Okay well as far as creepy poems go this one is seriously creepy, about a person living with loss and with something haunting them. Hunting them. The poem uses the Bloody Mary urban legend in order to structure a poem as a series of journal entries that grow…well, that get pretty weird pretty fast. There's a huge gap between the first entry and the next and then a series all taking place in the same month and then…[SPOILERS] well, I love how the poem uses its title, something that I might have missed if I didn't go back and look at it again, because sometimes titles don't strike me but one I read I think I was slightly desperate to know wait, what happened? What…and then I read the title again and it slowly dawned on me and oh…oh shit. It's incredibly well done and I like how the poem ties the specter of Bloody Mary to loss, and perhaps specifically to the loss of a child. To menstruation and blood and it's really quite effective at selling that something huge has happened. Something shattering. That might not be real, that might all be a mental break of some sort but also might be something larger, something that has brought…something out of the ether, out of the darkness and the loss. It's dark and it's scary and it's good. Another great piece!

"Ghost Plague" by Tina Jens

It's almost odd to find rhyming poetry in a horror publication (well, a dark fiction publication) but I do think with one quite works out, with more of a musical feel to it, like this is a ghost plague blues and it makes for a great read. The narrator is having some ghost problems, and the mixture of mundane concerns next to the rather not-mundane fact that ghosts are everywhere is rather fun, a nugget of humor twisted around some horror elements and a candy-coating of grief. The ghosts are mostly faceless but some are real, reminders of mortality and anxiety and life and death when the narrator just sort of wants a normal life and freedom from those things haunting them. I like the way the meaning of the ghosts is slightly muddy, both to the narrator and to me as a reader.
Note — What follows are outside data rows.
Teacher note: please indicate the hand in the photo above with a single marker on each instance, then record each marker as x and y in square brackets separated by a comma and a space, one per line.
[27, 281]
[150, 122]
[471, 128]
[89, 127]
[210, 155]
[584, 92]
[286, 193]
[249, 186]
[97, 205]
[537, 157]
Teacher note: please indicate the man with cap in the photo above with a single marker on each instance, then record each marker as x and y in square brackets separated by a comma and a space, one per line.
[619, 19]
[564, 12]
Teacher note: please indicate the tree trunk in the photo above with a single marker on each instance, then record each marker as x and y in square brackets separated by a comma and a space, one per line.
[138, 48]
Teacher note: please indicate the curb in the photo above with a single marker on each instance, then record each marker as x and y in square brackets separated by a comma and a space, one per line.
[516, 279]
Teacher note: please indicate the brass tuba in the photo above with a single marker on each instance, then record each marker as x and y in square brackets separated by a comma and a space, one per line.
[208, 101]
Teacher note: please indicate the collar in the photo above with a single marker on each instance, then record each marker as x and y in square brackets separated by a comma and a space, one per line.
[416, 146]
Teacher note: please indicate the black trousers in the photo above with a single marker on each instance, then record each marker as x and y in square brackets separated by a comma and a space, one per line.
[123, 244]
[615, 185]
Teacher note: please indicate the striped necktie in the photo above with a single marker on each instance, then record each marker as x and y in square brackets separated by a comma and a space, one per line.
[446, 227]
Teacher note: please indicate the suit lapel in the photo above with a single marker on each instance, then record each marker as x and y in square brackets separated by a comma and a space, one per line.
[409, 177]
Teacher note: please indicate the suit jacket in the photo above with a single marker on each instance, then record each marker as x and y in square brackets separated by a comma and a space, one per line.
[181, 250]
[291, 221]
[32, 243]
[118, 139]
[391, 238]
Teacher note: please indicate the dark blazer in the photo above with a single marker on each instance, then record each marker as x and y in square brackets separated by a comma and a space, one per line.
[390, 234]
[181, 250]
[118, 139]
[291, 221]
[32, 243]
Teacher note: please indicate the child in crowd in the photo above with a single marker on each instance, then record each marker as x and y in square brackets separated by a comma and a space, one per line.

They are present but don't necessarily stand in for any one thing, their voices garbled, their presence insistent but uncertain, and it's a great way to describe the sort of funk the narrator finds themself in, plagued in most definitions of the word. And it's a fun and rather quick read that's well worth going through a few times to enjoy of the flow and the sound and the adorable ending. Indeed!

"By Payette Lake" by Cullen Groves

This is an interesting poem about transformations and the cost of reaching back to a world our of obligation. The poem centers on a person (presumably male) who becomes a tree. Who leaves the world behind in favor of something different and inhuman that seems to suit them better. [SPOILERS] Only there is a call from beyond, from the human world, a call that draws them back, only to find that they can't return to the beach, to their life as a tree. Only to find that they've lost something of themselves there, never to be regained. It's a moving and beautifully rendered poem, the feel of being a tree peaceful and serene and slightly dark as well, the wanting to be buried, to be drowned. There is a nice sense of loss at the end, a great sense that there is something gone that cannot be regained because the narrator listened to the call of their father. To be a man. When really they might have much preferred to be a tree. So it's a nice poem about not doing things to please others, that waiting, that going back, might mean that you lose your one chance at being truly who you are. A nice way to close out a very (very!) dark and rather intense issue, with a slow poem, a peace just out of reach. Another great read!